Michelangelo, with Leonardo da Vinci and Raphael, is one of the three giants of the Florentine High Renaissance. Although their names are often cited together, Michelangelo was younger than Leonardo by 23 years, and older than Raphael by eight. Because of his reclusive nature, he had little to do with either artist and outlived both of them by more than forty years. Michelangelo took few sculpture students. He employed Francesco Granacci, who was his fellow pupil at the Medici Academy, and became one of several assistants on the Sistine Chapel ceiling.[37] Michelangelo appears to have used assistants mainly for the more manual tasks of preparing surfaces and grinding colours. Despite this, his works were to have a great influence on painters, sculptors and architects for many generations to come.

While Michelangelo’s David is the most famous male nude of all time and destined to be reproduced in order to grace cities around the world, some of his other works have had perhaps even greater impact on the course of art. The twisting forms and tensions of the Victory, the Bruges Madonna and the Medici Madonna make them the heralds of the Mannerist art. The unfinished giants for the tomb of Pope Julius II had profound effect on late-19th- and 20th-century sculptors such as Rodin and Henry Moore.

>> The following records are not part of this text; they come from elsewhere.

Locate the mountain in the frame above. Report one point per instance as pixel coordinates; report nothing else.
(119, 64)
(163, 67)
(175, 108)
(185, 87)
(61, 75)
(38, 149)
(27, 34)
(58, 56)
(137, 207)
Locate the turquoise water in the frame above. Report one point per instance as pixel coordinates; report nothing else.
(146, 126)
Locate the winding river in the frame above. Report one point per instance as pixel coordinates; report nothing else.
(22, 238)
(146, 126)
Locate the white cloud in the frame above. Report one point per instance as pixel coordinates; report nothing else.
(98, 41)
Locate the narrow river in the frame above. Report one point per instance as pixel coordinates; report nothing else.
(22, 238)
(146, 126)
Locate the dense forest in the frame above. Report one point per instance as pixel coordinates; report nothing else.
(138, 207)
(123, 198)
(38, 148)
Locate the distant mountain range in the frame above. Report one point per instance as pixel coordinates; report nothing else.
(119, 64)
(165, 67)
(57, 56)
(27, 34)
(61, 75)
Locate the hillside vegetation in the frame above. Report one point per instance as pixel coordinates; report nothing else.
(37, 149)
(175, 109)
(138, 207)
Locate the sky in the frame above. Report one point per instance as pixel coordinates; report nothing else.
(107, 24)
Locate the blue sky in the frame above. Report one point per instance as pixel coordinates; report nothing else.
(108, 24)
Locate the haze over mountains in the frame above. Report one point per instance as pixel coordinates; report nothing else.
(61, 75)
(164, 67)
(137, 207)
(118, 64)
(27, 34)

Michelangelo’s foyer of the Laurentian Library was one of the earliest buildings to utilise Classical forms in a plastic and expressive manner. This dynamic quality was later to find its major expression in Michelangelo’s centrally planned St Peter’s, with its giant order, its rippling cornice and its upward-launching pointed dome. The dome of St Peter’s was to influence the building of churches for many centuries, including Sant’Andrea della Valle in Rome and St Paul’s Cathedral, London, as well as the civic domes of many public buildings and the state capitals across America.

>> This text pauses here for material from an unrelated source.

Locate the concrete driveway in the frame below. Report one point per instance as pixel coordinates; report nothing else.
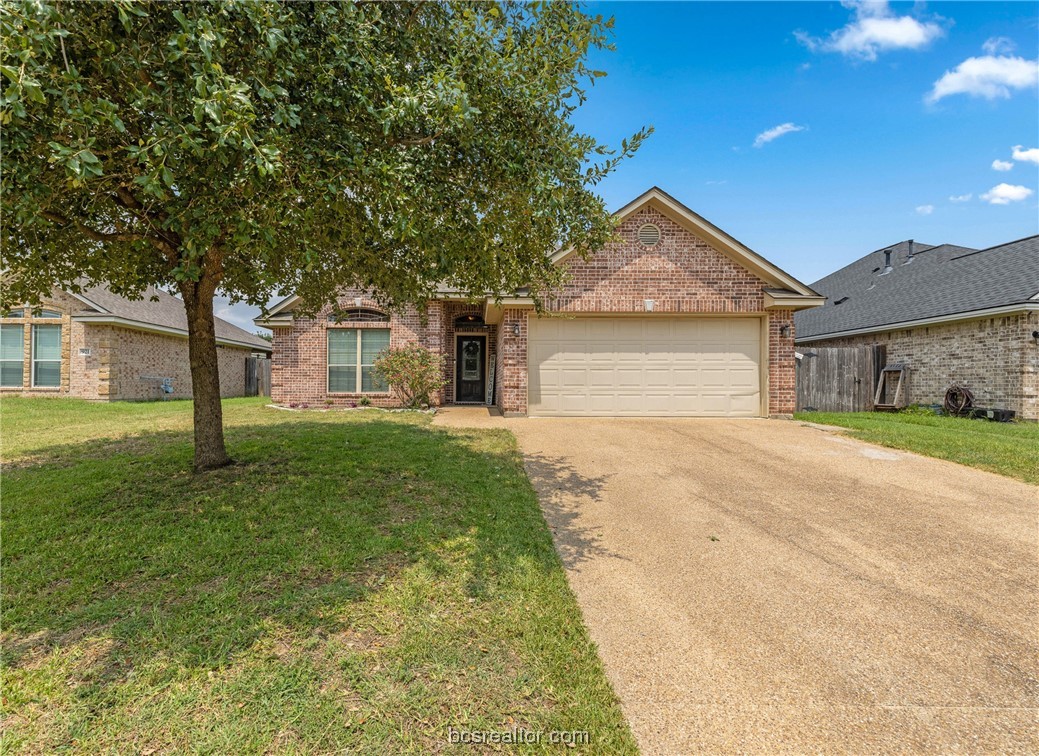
(766, 587)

Artists who were directly influenced by Michelangelo include Raphael, who imitated Michelangelo’s prophets in two of his works, including his depiction of the great master in the School of Athens. Other artists, such as Pontormo, drew on the writhing forms of the Last Judgement and the frescoes of the Capella Paolina.[citation needed]

The Sistine Chapel ceiling was a work of unprecedented grandeur, both for its architectonic forms, to be imitated by many Baroque ceiling painters, and also for the wealth of its inventiveness in the study of figures. Vasari wrote:

The work has proved a veritable beacon to our art, of inestimable benefit to all painters, restoring light to a world that for centuries had been plunged into darkness. Indeed, painters no longer need to seek for new inventions, novel attitudes, clothed figures, fresh ways of expression, different arrangements, or sublime subjects, for this work contains every perfection possible under those headings.